If not real CNDD, what then causes the latitudinal patterns in the (biased) CNDD estimates? Diversity differences alone could create a latitudinal pattern in mean CNDD but would not lead to a latitudinal shift of the CNDD-abundance correlation (Fig. 1). However, either latitudinal differences in spatial processes [e.g., stronger habitat effects or reduced dispersal in temperate regions (9)] or latitudinal differences in the size structure could create the pattern. Size structure is a highly sensitive parameter for the bias because LaManna et al. distinguished adults and recruits according to their diameter (Fig. 1, adult proportion). Because the original data were not fully available to us, we could not examine these possibilities in more detail.

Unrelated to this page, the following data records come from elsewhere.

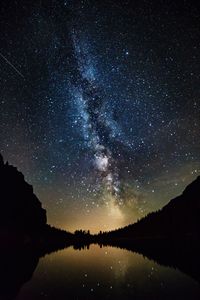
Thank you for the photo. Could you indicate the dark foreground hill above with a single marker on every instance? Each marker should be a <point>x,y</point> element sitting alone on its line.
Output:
<point>20,208</point>
<point>180,218</point>
<point>23,221</point>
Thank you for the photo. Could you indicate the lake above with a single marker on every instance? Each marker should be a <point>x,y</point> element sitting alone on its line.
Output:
<point>105,273</point>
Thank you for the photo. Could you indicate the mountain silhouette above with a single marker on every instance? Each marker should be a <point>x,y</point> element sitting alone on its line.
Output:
<point>178,219</point>
<point>20,208</point>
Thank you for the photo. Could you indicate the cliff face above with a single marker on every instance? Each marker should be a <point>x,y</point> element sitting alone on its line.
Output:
<point>20,209</point>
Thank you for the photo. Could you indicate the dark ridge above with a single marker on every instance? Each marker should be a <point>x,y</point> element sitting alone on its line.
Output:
<point>178,219</point>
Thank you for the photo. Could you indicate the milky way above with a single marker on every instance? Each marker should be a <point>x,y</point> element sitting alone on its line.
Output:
<point>105,121</point>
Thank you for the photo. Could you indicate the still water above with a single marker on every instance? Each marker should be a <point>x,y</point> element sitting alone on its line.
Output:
<point>105,273</point>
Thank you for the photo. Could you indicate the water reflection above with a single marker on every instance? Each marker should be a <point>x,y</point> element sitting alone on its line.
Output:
<point>105,273</point>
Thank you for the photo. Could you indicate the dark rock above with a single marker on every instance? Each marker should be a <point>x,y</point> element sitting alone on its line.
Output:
<point>20,209</point>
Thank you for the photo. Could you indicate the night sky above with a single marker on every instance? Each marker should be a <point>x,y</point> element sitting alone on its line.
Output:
<point>100,105</point>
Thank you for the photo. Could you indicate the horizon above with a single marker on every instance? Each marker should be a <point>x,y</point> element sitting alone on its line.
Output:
<point>100,106</point>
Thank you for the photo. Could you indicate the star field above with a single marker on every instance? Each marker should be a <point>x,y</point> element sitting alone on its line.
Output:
<point>104,119</point>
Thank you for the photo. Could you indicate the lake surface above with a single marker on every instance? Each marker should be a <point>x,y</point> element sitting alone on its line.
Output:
<point>105,273</point>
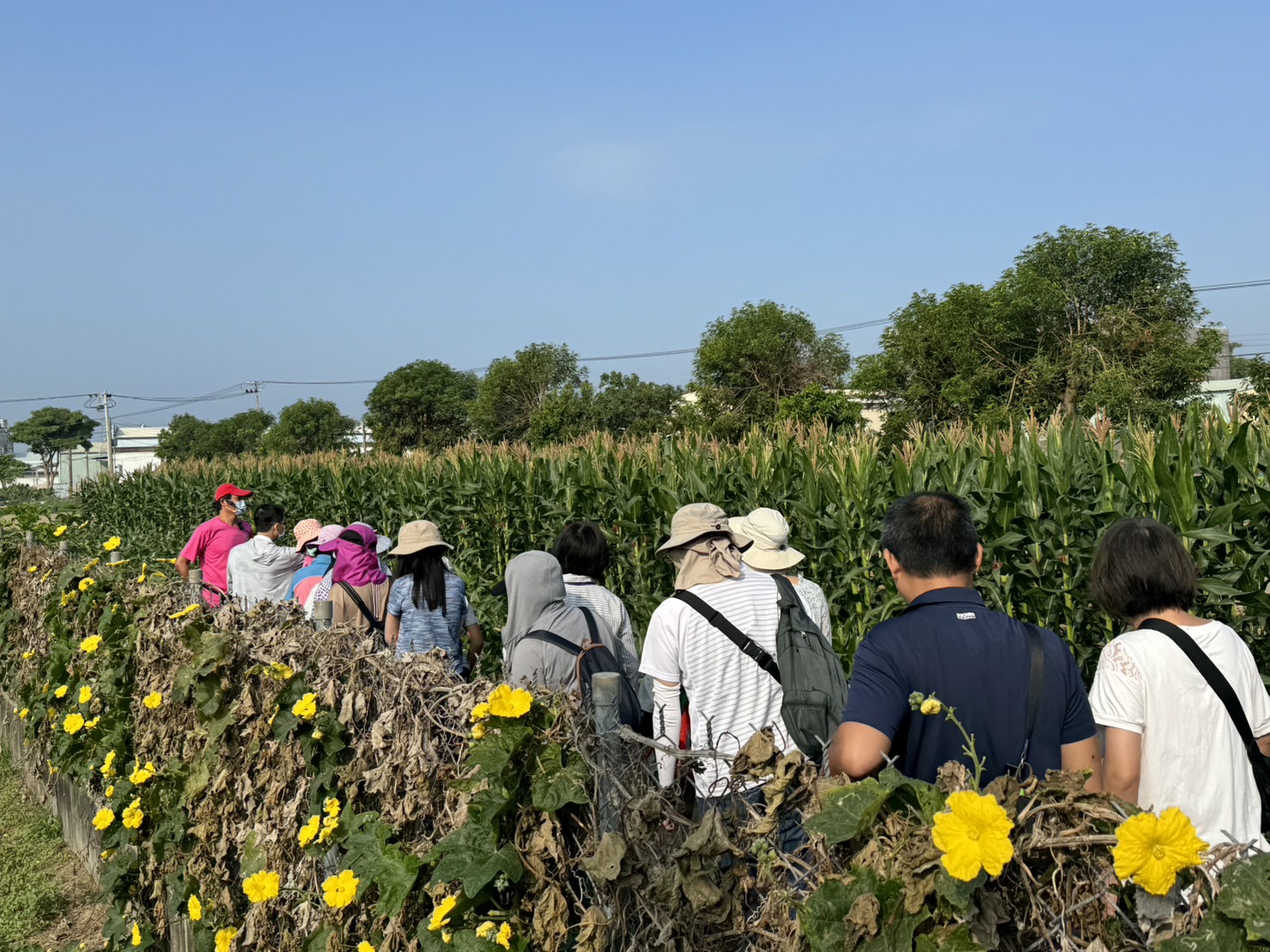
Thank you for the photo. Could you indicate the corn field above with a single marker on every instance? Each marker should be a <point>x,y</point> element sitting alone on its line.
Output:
<point>1042,494</point>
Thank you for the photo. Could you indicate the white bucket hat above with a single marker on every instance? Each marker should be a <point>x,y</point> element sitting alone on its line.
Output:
<point>770,533</point>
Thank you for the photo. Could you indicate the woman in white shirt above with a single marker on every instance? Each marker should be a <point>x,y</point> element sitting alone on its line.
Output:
<point>1170,740</point>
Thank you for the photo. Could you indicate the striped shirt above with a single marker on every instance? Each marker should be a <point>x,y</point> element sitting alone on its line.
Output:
<point>583,591</point>
<point>729,696</point>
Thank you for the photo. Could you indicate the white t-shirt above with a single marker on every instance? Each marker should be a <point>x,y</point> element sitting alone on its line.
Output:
<point>729,696</point>
<point>1192,755</point>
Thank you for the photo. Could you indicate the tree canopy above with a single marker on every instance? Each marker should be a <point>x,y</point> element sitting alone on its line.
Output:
<point>51,431</point>
<point>761,353</point>
<point>424,405</point>
<point>309,427</point>
<point>1086,320</point>
<point>516,387</point>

We believe that LaManna et al.’s results should be interpreted far more carefully. Given the instability of the statistical methods, we do not see strong evidence for any of the reported CNDD patterns. To us, the findings mainly suggest that the spatial association between adults and recruits in the tropics is surprisingly weak, as already reported by (15), and that either this spatial association becomes stronger toward the temperate zone, or another parameter (possibly size structure) creates the latitudinal pattern in the biased estimator. A latitudinal gradient of abundance-dependent CNDD would also be compatible with our findings, but overall, we find it far more likely that a range of ecological processes—possibly in combination with CNDD, but not primarily driven by it—are responsible for the reported patterns.

References and Notes

  1. Code and technical details of the data simulations and analyses are archived at https://github.com/LisaHuelsmann/CommentTo-LaMannaEtAl-Science.
  2. Note that LaManna et al. stated that they applied a random intercept and slope for CNDD (supplementary material, p. 5), but the code we obtained from the authors suppresses the random intercept, which is in line with the results they reported.
Acknowledgments: We thank R. Condit and S. P. Hubbell for providing the BCI data and for discussion that improved this comment. The BCI forest dynamics research project was founded by S. P. Hubbell and R. B. Foster and is now managed by R. Condit, S. Lao, and R. Perez under the Center for Tropical Forest Science and the Smithsonian Tropical Research Institute in Panama. Numerous organizations have provided funding, principally the U.S. National Science Foundation, and hundreds of field workers have contributed.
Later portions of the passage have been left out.